Should Wall Street get bonuses? No, say most Americans.
70 percent of Americans want bonuses banned at taxpayer-supported banks.
Photo illustration / Frank Franklin II / AP / File
There is a thin line between the desire for fairness in society and the desire to punish people for success with confiscatory taxation and compensation rules. And straddling that line is the debate over whether banks that were revived thanks to taxpayer assistance should be allowed to light up the scoreboard with record bonuses while still on life support via ultra-low interest rates. This despite the fact that most Wall Street firms have "paid back TARP" already.
Anyway, according to a new poll, the people have spoken - apparently, they'd like to have a say over how much public company employees get paid.
From Bloomberg:
More than 70 percent of Americans say big bonuses should be banned this year at Wall Street firms that took taxpayer bailouts, a Bloomberg National Poll shows.
An additional one in six favors slapping a 50 percent tax on bonuses exceeding $400,000. Just 7 percent of U.S. adults say bonuses are an appropriate incentive reflecting Wall Street’s return to financial health.
A large majority also want to tax Wall Street profits to reduce the federal budget deficit.
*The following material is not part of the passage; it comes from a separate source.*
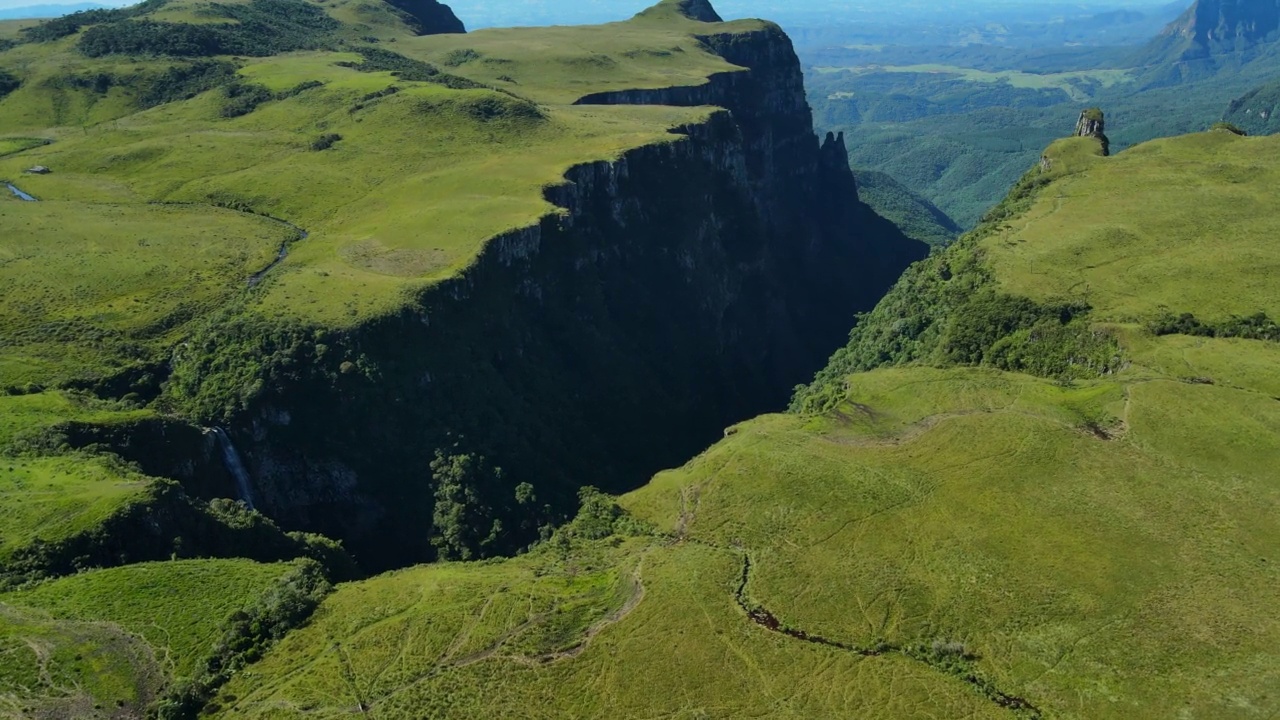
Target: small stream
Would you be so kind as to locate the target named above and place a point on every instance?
(279, 258)
(19, 194)
(236, 466)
A levy on financial services firms is the top choice among more than a dozen deficit-cutting options presented to respondents.
With U.S. unemployment at 9.8 percent, resentment of bonuses and banking profits unites Americans across political, gender, age and income groups. Among Republicans, who generally are skeptical of business regulation, 76 percent support a government ban on big bonuses to bailout recipients, that’s higher than backing among Democrats or independents.
Resentment or justice? How much of this debate is really just the age-old Good vs Evil, "the bad guys haven't been punished" type of thing?